The cyber attack that knocked the PlayStation Network and Sony Online Entertainment offline for more than a week was a “very carefully planned, very professional, highly sophisticated criminal cyber attack designed to steal personal and credit card information,” according to a letter from Sony to members of Congress obtained by Kotaku today.
While Sony declined to testify at today’s congressional hearings on the threat of data theft to American consumers they did provide Congress with some answers to their pointed questions.
In an eight-page letter dated May 3, Kazuo Hirai, chairman of the board of directors for Sony Computer Entertainment of America, explains the lead up to the attack, how it was first detected and the deep impact it is having on the multinational company.
On April 19, at 4.15pm Pacific, members of the Sony Network Entertainment America network team detected unauthorised activity in the network system, according to the letter.
“The network service team immediately began to evaluate this activity by reviewing running logs and analysing information in order to determine if there was a problem with the system,” Hirai writes.
On April 20, in the early afternoon, the team discovered evidence that the unauthorised intrusion had occurred and that data of some kind had been taken from the Playstation Network servers. The team didn’t know what the data was, so they shut the system down.
That shut down kicked off what Hirai calls an “exhaustive and highly sophisticated process of identifying the means of access and the nature and scope of the theft”.
Later that afternoon, Sony Network Entertainment of America brought on a “recognised security and forensic consulting firm” to copy the servers and begin a deeper investigation in the break in. As the investigation continued, Hirai writes, the scope and complexity grew.
On April 21, Sony brought in a second computer security and forensic consulting form to help. By the evening of April 23, the experts confirmed that intruders had used “very sophisticated and aggressive techniques” to break into the network undetected.
On Easter Sunday, now realising how serious the breach was, Sony brought on a third team that specialised in these sorts of intrusions. By April 25, the teams confirmed that personal data had been stolen from the network, but still could not determine whether credit card info was stolen.
On April 26 Sony notified users that personal information had been taken and that they could not rule out credit card theft.
Sony says they were reluctant to prove partial information to the public about the breach and what was stolen because they worried it could cause confusion among consumers and “lead them to take unnecessary actions if the information was not fully corroborated by forensic evidence”.

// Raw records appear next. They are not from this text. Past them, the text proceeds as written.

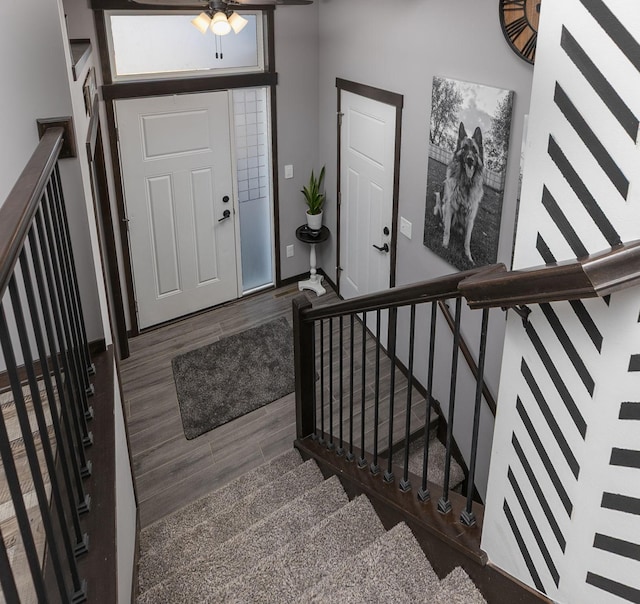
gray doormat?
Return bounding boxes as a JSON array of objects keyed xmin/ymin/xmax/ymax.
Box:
[{"xmin": 172, "ymin": 317, "xmax": 295, "ymax": 440}]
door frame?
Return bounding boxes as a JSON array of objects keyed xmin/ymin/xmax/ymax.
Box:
[
  {"xmin": 94, "ymin": 7, "xmax": 280, "ymax": 336},
  {"xmin": 335, "ymin": 78, "xmax": 403, "ymax": 296}
]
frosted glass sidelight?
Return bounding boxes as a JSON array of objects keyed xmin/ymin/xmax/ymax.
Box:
[
  {"xmin": 233, "ymin": 88, "xmax": 273, "ymax": 292},
  {"xmin": 108, "ymin": 13, "xmax": 262, "ymax": 79}
]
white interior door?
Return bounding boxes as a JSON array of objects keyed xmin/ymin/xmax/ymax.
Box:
[
  {"xmin": 339, "ymin": 91, "xmax": 396, "ymax": 301},
  {"xmin": 116, "ymin": 92, "xmax": 238, "ymax": 329}
]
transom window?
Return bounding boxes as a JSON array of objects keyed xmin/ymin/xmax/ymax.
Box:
[{"xmin": 106, "ymin": 11, "xmax": 264, "ymax": 81}]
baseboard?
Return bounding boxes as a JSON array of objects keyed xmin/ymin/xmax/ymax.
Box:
[
  {"xmin": 278, "ymin": 272, "xmax": 312, "ymax": 288},
  {"xmin": 317, "ymin": 268, "xmax": 338, "ymax": 293}
]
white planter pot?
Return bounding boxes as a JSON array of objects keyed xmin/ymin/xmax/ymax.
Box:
[{"xmin": 306, "ymin": 210, "xmax": 323, "ymax": 231}]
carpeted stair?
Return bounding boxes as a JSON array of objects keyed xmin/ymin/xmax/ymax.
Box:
[
  {"xmin": 137, "ymin": 450, "xmax": 486, "ymax": 603},
  {"xmin": 394, "ymin": 429, "xmax": 467, "ymax": 491}
]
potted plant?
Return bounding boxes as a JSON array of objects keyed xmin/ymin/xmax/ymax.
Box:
[{"xmin": 302, "ymin": 166, "xmax": 325, "ymax": 231}]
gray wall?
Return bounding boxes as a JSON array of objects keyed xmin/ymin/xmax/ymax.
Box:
[
  {"xmin": 313, "ymin": 0, "xmax": 535, "ymax": 495},
  {"xmin": 274, "ymin": 3, "xmax": 320, "ymax": 279},
  {"xmin": 0, "ymin": 0, "xmax": 104, "ymax": 346}
]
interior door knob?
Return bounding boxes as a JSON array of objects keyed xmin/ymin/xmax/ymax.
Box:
[
  {"xmin": 218, "ymin": 209, "xmax": 231, "ymax": 222},
  {"xmin": 372, "ymin": 243, "xmax": 389, "ymax": 253}
]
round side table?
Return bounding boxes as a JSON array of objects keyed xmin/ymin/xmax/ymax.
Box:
[{"xmin": 295, "ymin": 225, "xmax": 330, "ymax": 296}]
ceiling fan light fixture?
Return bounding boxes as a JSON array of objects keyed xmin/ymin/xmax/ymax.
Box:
[
  {"xmin": 191, "ymin": 11, "xmax": 212, "ymax": 34},
  {"xmin": 228, "ymin": 12, "xmax": 248, "ymax": 34},
  {"xmin": 211, "ymin": 11, "xmax": 231, "ymax": 35}
]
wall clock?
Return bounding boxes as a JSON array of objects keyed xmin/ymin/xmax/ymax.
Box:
[{"xmin": 499, "ymin": 0, "xmax": 541, "ymax": 65}]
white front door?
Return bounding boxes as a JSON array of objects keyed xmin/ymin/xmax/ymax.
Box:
[
  {"xmin": 339, "ymin": 91, "xmax": 396, "ymax": 301},
  {"xmin": 116, "ymin": 92, "xmax": 238, "ymax": 329}
]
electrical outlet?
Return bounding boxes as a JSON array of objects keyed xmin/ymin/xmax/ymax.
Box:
[
  {"xmin": 400, "ymin": 217, "xmax": 412, "ymax": 239},
  {"xmin": 286, "ymin": 244, "xmax": 294, "ymax": 258},
  {"xmin": 284, "ymin": 164, "xmax": 294, "ymax": 179}
]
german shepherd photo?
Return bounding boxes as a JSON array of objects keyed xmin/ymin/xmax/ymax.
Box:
[
  {"xmin": 424, "ymin": 76, "xmax": 514, "ymax": 271},
  {"xmin": 433, "ymin": 122, "xmax": 485, "ymax": 264}
]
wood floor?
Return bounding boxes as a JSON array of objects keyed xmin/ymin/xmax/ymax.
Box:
[
  {"xmin": 121, "ymin": 284, "xmax": 339, "ymax": 528},
  {"xmin": 121, "ymin": 283, "xmax": 427, "ymax": 529}
]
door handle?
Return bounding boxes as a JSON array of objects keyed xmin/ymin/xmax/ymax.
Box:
[
  {"xmin": 218, "ymin": 209, "xmax": 231, "ymax": 222},
  {"xmin": 372, "ymin": 243, "xmax": 389, "ymax": 253}
]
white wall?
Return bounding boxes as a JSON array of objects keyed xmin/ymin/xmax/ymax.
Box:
[
  {"xmin": 0, "ymin": 0, "xmax": 74, "ymax": 205},
  {"xmin": 482, "ymin": 1, "xmax": 640, "ymax": 600},
  {"xmin": 114, "ymin": 370, "xmax": 136, "ymax": 603}
]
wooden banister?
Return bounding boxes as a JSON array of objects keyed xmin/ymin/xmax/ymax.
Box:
[
  {"xmin": 460, "ymin": 240, "xmax": 640, "ymax": 309},
  {"xmin": 0, "ymin": 127, "xmax": 64, "ymax": 297},
  {"xmin": 302, "ymin": 266, "xmax": 495, "ymax": 322}
]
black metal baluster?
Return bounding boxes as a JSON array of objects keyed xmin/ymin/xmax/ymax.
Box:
[
  {"xmin": 347, "ymin": 313, "xmax": 355, "ymax": 461},
  {"xmin": 311, "ymin": 319, "xmax": 318, "ymax": 440},
  {"xmin": 328, "ymin": 317, "xmax": 335, "ymax": 450},
  {"xmin": 34, "ymin": 210, "xmax": 92, "ymax": 505},
  {"xmin": 319, "ymin": 319, "xmax": 325, "ymax": 445},
  {"xmin": 11, "ymin": 259, "xmax": 90, "ymax": 600},
  {"xmin": 47, "ymin": 181, "xmax": 94, "ymax": 411},
  {"xmin": 337, "ymin": 315, "xmax": 344, "ymax": 456},
  {"xmin": 438, "ymin": 297, "xmax": 462, "ymax": 514},
  {"xmin": 0, "ymin": 381, "xmax": 48, "ymax": 601},
  {"xmin": 36, "ymin": 209, "xmax": 91, "ymax": 486},
  {"xmin": 53, "ymin": 165, "xmax": 95, "ymax": 383},
  {"xmin": 384, "ymin": 307, "xmax": 398, "ymax": 484},
  {"xmin": 370, "ymin": 310, "xmax": 381, "ymax": 476},
  {"xmin": 0, "ymin": 524, "xmax": 19, "ymax": 604},
  {"xmin": 0, "ymin": 292, "xmax": 69, "ymax": 602},
  {"xmin": 47, "ymin": 178, "xmax": 90, "ymax": 402},
  {"xmin": 41, "ymin": 196, "xmax": 93, "ymax": 452},
  {"xmin": 19, "ymin": 242, "xmax": 90, "ymax": 558},
  {"xmin": 400, "ymin": 304, "xmax": 417, "ymax": 492},
  {"xmin": 357, "ymin": 312, "xmax": 368, "ymax": 469},
  {"xmin": 461, "ymin": 308, "xmax": 490, "ymax": 526},
  {"xmin": 419, "ymin": 302, "xmax": 438, "ymax": 502}
]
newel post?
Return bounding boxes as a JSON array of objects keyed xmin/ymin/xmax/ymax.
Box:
[{"xmin": 292, "ymin": 295, "xmax": 315, "ymax": 439}]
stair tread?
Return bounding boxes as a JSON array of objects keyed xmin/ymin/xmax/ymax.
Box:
[
  {"xmin": 303, "ymin": 522, "xmax": 440, "ymax": 603},
  {"xmin": 218, "ymin": 494, "xmax": 385, "ymax": 603},
  {"xmin": 399, "ymin": 433, "xmax": 466, "ymax": 490},
  {"xmin": 137, "ymin": 475, "xmax": 349, "ymax": 603},
  {"xmin": 138, "ymin": 457, "xmax": 324, "ymax": 593},
  {"xmin": 434, "ymin": 567, "xmax": 487, "ymax": 604},
  {"xmin": 139, "ymin": 448, "xmax": 302, "ymax": 553}
]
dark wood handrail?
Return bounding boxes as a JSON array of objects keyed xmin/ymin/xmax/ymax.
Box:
[
  {"xmin": 302, "ymin": 266, "xmax": 499, "ymax": 322},
  {"xmin": 301, "ymin": 240, "xmax": 640, "ymax": 323},
  {"xmin": 0, "ymin": 128, "xmax": 64, "ymax": 297},
  {"xmin": 460, "ymin": 240, "xmax": 640, "ymax": 309}
]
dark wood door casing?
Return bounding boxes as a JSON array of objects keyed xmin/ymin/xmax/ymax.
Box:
[
  {"xmin": 335, "ymin": 78, "xmax": 404, "ymax": 295},
  {"xmin": 92, "ymin": 8, "xmax": 281, "ymax": 336}
]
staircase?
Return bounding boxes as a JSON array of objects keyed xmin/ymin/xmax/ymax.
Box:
[{"xmin": 136, "ymin": 449, "xmax": 483, "ymax": 603}]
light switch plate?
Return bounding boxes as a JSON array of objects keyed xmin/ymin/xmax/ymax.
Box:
[
  {"xmin": 284, "ymin": 164, "xmax": 294, "ymax": 179},
  {"xmin": 400, "ymin": 217, "xmax": 412, "ymax": 239},
  {"xmin": 286, "ymin": 244, "xmax": 294, "ymax": 258}
]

Sony still hasn’t determined whether credit card information was stolen, but they did say that of the 77 million PlayStation Network and Qriocity service accounts, about 12.3 million of them had credit card information on file. Of that, 5.6 million were from the US and the rest abroad.
Hirai assured congress in his letter that the company has figured out how the breach happened, something they declined to share because of the nature of the on-going investigation by the FBI. They haven’t yet, Hirai said, identified who was behind the breach.
Hirai added that the company has taken a number of steps to try and prevent future breaches including adding automated software monitoring to their networks, enhanced levels of data protection and encryption, new firewalls, moving the data centre to a different location and hiring a new Chief Information Security Officer.
The attack, the subsequent investigation and the fall out are described by Hirai as “unprecedented”, “extraordinary circumstances and challenges” that employees of Sony Network Entertainment America and Sony Computer Entertainment America have “endured”.
“They were faced with very difficult decisions and often-times conflicting concerns and objectives,” he wrote. “Throughout this challenging period, they acted carefully and cautiously and strove to provide correct and accurate information while balancing concerns for our consumers’ privacy and need for information.”
Hirai wrapped up his eight-page letter with a request to the congressional committee:
“We ask the Committee to consider as well the connection between data security and the cybercrimes and cyber terrorism that threaten to make the Internet unsafe for consumers and commerce.”